We live in a world where it’s normal for a seven-year-old kid to watch three hours of TV every day, or where an 18-year-old spends his entire weekend squirreled away in a basement playing video games and watching pornography. We live in a screen-addicted world where we – parents – are doing our children a disservice by allowing them to fall behind. But we also have the power to change this reality.

4 Realistic Tactics for Raising Kids Without Screen Addictions

There’s no doubt that our world is controlled by mobile devices. Just spend a few minutes in a waiting room, on a bus, or in a coffee shop and you’ll notice that the majority of people have their noses buried in screens. And while there are plenty of productive and useful reasons for using digital devices, our societal overdependence on them is perfectly exemplified in the widespread adolescent addiction that permeates our homes and schools.

It’s impossible to raise a child in western society without some exposure to screens, but that doesn’t mean your children have to be screen junkies who are constantly looking for the next hit of media or entertainment. With a disciplined strategy, you can raise kids free of digital addiction and bring them up to be functional and productive members of society. Here are some effective (yet realistic) tactics for doing so:

  • Be Intentional With Where You Live

Think about where you choose to live. This will have a significant impact on your child’s interests, activities, and understanding of how things are done. For example, you may find it easier to raise a screen-free child in a suburban or rural area, as opposed to in the middle of a massive city. You also need to think about the specific street, neighborhood, or area of town that you reside in.

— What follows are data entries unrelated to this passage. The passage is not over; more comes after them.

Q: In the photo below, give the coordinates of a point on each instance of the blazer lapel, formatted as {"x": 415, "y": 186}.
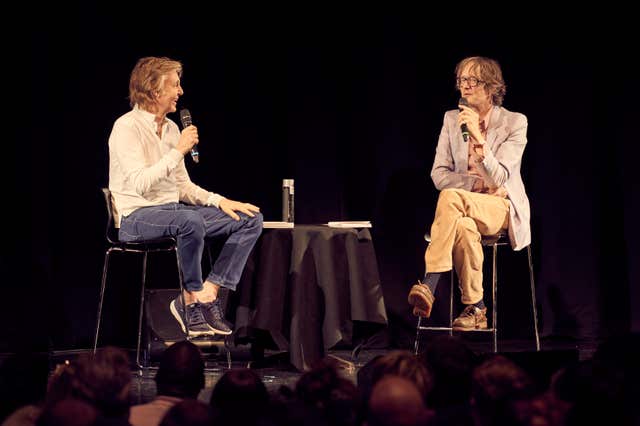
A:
{"x": 496, "y": 131}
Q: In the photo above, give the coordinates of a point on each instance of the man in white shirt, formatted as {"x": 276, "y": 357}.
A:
{"x": 154, "y": 197}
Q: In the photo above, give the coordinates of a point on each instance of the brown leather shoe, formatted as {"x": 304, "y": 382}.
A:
{"x": 422, "y": 299}
{"x": 471, "y": 318}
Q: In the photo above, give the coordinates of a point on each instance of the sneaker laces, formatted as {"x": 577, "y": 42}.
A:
{"x": 194, "y": 315}
{"x": 214, "y": 308}
{"x": 469, "y": 311}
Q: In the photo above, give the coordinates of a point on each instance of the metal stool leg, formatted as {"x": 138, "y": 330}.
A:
{"x": 533, "y": 299}
{"x": 141, "y": 309}
{"x": 452, "y": 279}
{"x": 416, "y": 344}
{"x": 494, "y": 286}
{"x": 105, "y": 268}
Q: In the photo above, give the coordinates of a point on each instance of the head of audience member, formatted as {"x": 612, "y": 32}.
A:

Over the last few years, we’ve seen a rise in the number of planned communities that prioritize social interaction and environmental engagement over isolation and screen time. Wildflower – Utah’s first “Active Family Community” – is a great example of this.

“Your immediate environment – and the availability of activities in your area – has a direct impact on your child’s desires and behaviors,” the Wildflower development team explains. “We’ve intentionally designed Wildflower with acres and acres of trails, parks, and open spaces as a way of giving families as many screen free options as possible – right in their very own backyards!”

Be intentional with where you choose to live and your decision to raise low media children will seem like less of a battle.

  • Lead by Example

As you know from personal experience, your children are watching and listening to everything you do and say. If you’re telling them they can’t watch TV, play video games, or scroll through their phone – yet you’re doing these very things – your home will be filled with friction and resentment. The best thing you can do is put the phone down, turn off the TV, and lead by example. Not only will your children respect you more, but you’ll actually develop far more personal and engaging relationships with them.

  • Creation Over Consumption

Technology can either be used for consumption or creation. When you view digital devices through this lens, a solid framework develops for what is and isn’t acceptable.

“Choose creation whenever possible,” best-selling author Joshua Becker suggests. “This is, perhaps, one of the most important distinctions concerning technology that we can teach our children. We can play video games… or we can create them. We can browse Facebook… or we can create places and communities that serve a purpose. There is a place in our world for technological consumption—but as an approach to life, creation trumps consumption every day. Help your children know the difference.”

  • Don’t Demonize Screens

Parents often make the mistake of demonizing screens – or at least that’s the vibe they communicate to their children. However, it’s important to remember that this isn’t a black and white issue. There’s plenty of margin and it’s best to use discretion.

For example, don’t try to redirect your child’s gaze when you’re in a restaurant and he sees a football game on the massive TV across the room. If he likes watching the game, that’s fine. Same goes with friends’ homes. If your child goes over to a friend’s house and the parent puts on a Disney movie, it’s okay! There are certain environments that you can’t control – nor should you try. Focus on the big picture and don’t get lost in the particulars.  

Give Your Children a Leg Up

It’s tempting to feel as if you’re doing your children a disservice by preventing them from indulging in some of the same forms of entertainment that their friends are enjoying. However, you have to trust your discretion and understand that you’re actually giving them a long-term advantage over their peers. By delaying excessive media exposure, you give them the opportunity to activate their imaginations, think creatively, and develop well-rounded social skills that benefit their personal and professional lives. When doubt creeps in, remind yourself that you’re doing the right thing!